Signs of DNA damage of spermatozoa were most pronounced within the first month after COVID-19 infection. A DFI greater than 25% (abnormal) was found in 10 (29%) early samples as compared with 6 (11%) and 5 (15%) samples after 1 month and more than 2 months, respectively (P=.049). Equally, mean HDS was higher in the group with short time lapse (19%) than in the groups with intermediate (16%) and long time lapse since infection (13%) (P=.036).

In regression analysis, examination time at less than 1 month after COVID-19 infection was associated with reduced sperm motility (P=.01), but also with reduced total number of sperm cells and sperm cell concentration per milliliter (P=.01) (Table 3 ). The titer of antispike 1 and anti-S1-RBD serum IgG antibodies correlated reciprocally with both motility (P=.04) and sperm cell count (P=.008).

Table 3

Spearman rho correlation of sperm quality parameters in relation to clinical characteristics and immunity parameters of participants in the SpermCOVID study.
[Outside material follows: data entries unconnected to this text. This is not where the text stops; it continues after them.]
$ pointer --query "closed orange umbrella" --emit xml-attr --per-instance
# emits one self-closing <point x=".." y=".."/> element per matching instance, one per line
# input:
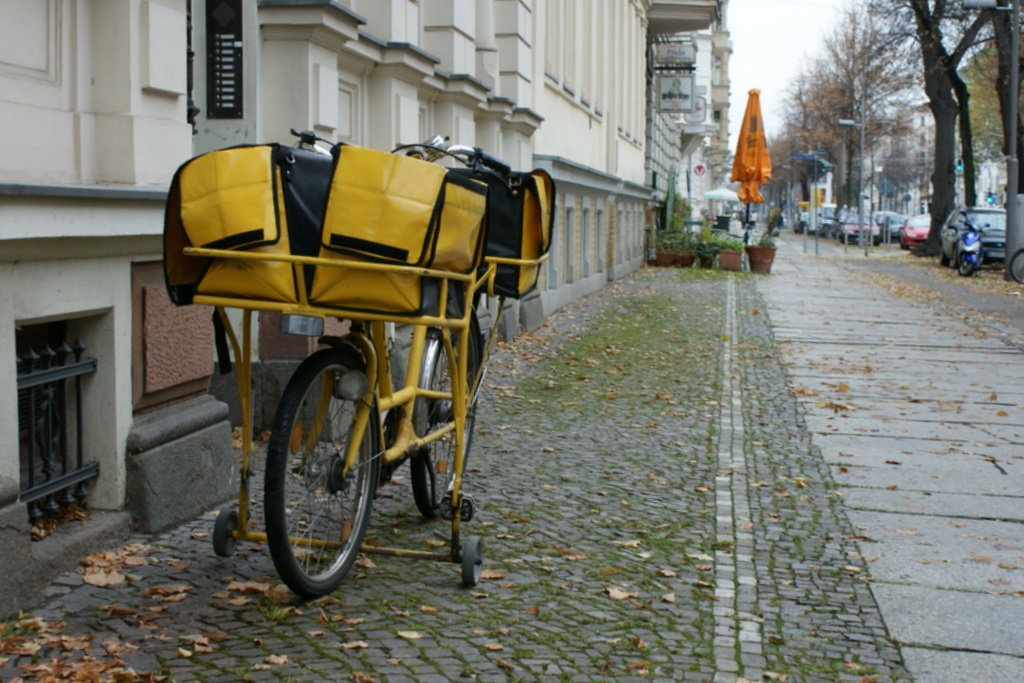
<point x="752" y="166"/>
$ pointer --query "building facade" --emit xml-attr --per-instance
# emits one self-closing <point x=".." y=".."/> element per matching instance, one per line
<point x="108" y="384"/>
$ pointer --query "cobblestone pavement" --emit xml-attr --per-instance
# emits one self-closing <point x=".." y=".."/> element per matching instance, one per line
<point x="651" y="507"/>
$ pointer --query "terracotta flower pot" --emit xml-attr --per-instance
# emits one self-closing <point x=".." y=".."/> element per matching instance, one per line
<point x="730" y="259"/>
<point x="760" y="258"/>
<point x="683" y="260"/>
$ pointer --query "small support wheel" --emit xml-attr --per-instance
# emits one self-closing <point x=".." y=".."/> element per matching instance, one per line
<point x="223" y="532"/>
<point x="472" y="561"/>
<point x="467" y="509"/>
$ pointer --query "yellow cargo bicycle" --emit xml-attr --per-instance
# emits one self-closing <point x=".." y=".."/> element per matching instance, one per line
<point x="370" y="239"/>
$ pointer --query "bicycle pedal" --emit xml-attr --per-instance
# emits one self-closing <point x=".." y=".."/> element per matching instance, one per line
<point x="468" y="508"/>
<point x="444" y="508"/>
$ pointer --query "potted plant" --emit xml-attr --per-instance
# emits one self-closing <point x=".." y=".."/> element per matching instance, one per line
<point x="762" y="254"/>
<point x="730" y="255"/>
<point x="685" y="249"/>
<point x="665" y="248"/>
<point x="707" y="249"/>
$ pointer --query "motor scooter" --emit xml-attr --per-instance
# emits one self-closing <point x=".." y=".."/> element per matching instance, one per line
<point x="969" y="250"/>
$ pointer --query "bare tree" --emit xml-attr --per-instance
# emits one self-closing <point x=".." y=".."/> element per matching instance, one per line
<point x="863" y="74"/>
<point x="944" y="35"/>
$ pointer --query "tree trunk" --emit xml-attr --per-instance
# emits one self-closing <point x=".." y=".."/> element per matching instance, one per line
<point x="1000" y="27"/>
<point x="967" y="141"/>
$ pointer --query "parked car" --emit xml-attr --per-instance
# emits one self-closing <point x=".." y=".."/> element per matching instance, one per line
<point x="991" y="223"/>
<point x="826" y="220"/>
<point x="890" y="223"/>
<point x="914" y="230"/>
<point x="803" y="223"/>
<point x="849" y="228"/>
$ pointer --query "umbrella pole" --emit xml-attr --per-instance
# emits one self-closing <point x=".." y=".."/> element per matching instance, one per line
<point x="747" y="225"/>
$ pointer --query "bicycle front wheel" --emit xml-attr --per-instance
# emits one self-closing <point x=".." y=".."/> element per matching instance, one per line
<point x="432" y="469"/>
<point x="1016" y="266"/>
<point x="316" y="509"/>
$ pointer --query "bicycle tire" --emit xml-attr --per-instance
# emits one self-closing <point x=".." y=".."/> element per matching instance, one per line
<point x="316" y="515"/>
<point x="1016" y="266"/>
<point x="432" y="468"/>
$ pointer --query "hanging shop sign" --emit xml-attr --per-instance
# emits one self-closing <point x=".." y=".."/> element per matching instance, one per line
<point x="676" y="54"/>
<point x="698" y="113"/>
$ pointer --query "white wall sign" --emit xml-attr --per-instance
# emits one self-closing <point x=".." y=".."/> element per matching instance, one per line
<point x="675" y="92"/>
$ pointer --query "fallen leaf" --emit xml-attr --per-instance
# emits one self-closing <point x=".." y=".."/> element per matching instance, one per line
<point x="638" y="643"/>
<point x="112" y="578"/>
<point x="619" y="594"/>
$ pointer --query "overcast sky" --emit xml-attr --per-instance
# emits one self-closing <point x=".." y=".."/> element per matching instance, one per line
<point x="771" y="39"/>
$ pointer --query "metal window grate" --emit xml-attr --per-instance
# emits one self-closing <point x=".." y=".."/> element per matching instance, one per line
<point x="53" y="470"/>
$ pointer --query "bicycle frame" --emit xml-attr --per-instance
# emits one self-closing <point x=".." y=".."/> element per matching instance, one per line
<point x="369" y="337"/>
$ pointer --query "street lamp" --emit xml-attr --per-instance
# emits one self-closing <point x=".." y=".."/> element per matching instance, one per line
<point x="860" y="181"/>
<point x="1014" y="238"/>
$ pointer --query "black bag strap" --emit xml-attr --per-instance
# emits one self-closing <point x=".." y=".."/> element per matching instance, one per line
<point x="220" y="342"/>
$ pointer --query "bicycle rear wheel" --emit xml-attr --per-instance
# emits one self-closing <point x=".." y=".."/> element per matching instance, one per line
<point x="1016" y="266"/>
<point x="316" y="512"/>
<point x="432" y="469"/>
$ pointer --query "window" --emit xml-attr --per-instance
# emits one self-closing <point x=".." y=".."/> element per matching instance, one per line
<point x="585" y="246"/>
<point x="567" y="246"/>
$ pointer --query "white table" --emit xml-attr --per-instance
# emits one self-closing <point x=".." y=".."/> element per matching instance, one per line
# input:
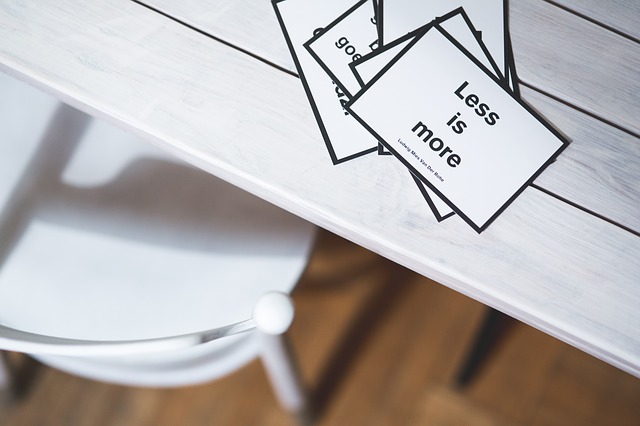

Sperm quality	n	Risk factor						Time lapse period		Symptom score		Severity		sIgG-RBD		sIgG-N		sIgG-S1
		Age		BMI		Smoking
		r2	P	r2	P	r2	P	r2	P	r2	P	r2	P	r2	P	r2	P	r2	P
Volume	118	–.238	.009	–.111	.2	.065	.5	.019	.8	.001	1	–.04	.7	.131	.6	.064	.5	.107	.3
pH	118	–.01	.9	–.007	.9	–.059	.5	–.1	.3	–.025	.8	–.041	.7	.218	.018	.155	.11	.204	.028
Total no. of sperm cells	118	–.097	.4	–.094	.4	.072	.5	.26	.009	–.047	.6	–.101	.3	–.17	.09	–.168	.11	–.157	.12
Sperm concentration	118	–.091	.3	–.004	1	.074	.4	.257	.005	–.034	.7	–.101	.3	–.259	.005	–.253	.008	–.25	.007
Total mobility count	118	–.164	.076	.061	.5	–.055	.6	.247	.007	–.032	.7	–.196	.033	–.234	.011	–.185	.56	–.188	.043
Progressive mobility	118	–.194	.035	.106	.3	–.029	.8	.252	.006	–.087	.3	–.206	.025	–.236	.011	–.214	.27	–.185	.045
% ideal forms	118	–.15	.11	.023	.8	–.072	.4	.094	.3	–.05	.6	–.195	.034	–.177	.057	–.152	.12	–.161	.083
OAT severity	118	.123	.2	.68	.5	.084	.4	–.226	.014	.078	.4	1	.28	.287	.002	.26	.005	.314	.001
MAR IgG	114	–.009	.9	.011	.9	–.133	.16	.138	.014	–.056	.6	–.059	.5	.148	.12	.004	1	.151	.11
MAR IgA	106	.016	.9	–.112	.3	.042	.7	.11	.014	–.066	.5	–.025	.8	.055	.6	–.126	.2	–1.06	.28
HDS	118	–.185	.044	–.145	.12	–.07	.4	–.195	.014	–.132	.45	.126	.2	.21	.021	.064	.5	.21	.023
DFI	118	.218	.018	.073	.4	–.035	.7	–.032	.014	–.006	1	.179	.052	.34	.0001	.108	.3	.289	.002

Note: BMI = body mass index; DFI = DNA fragmentation index; HDS = high DNA stainability; MAR = mixed erythrocyte-spermatozoa antiglobulin reaction; OAT = oligo-astheno-teratozoospermia; sIgG-N = serum immune globulin G (sIgG) aginst the nucleotide; sIgG-RBD = sIgG aginst the receptor domain of S1; sIgG–S1 = SIgG against the antigen S1.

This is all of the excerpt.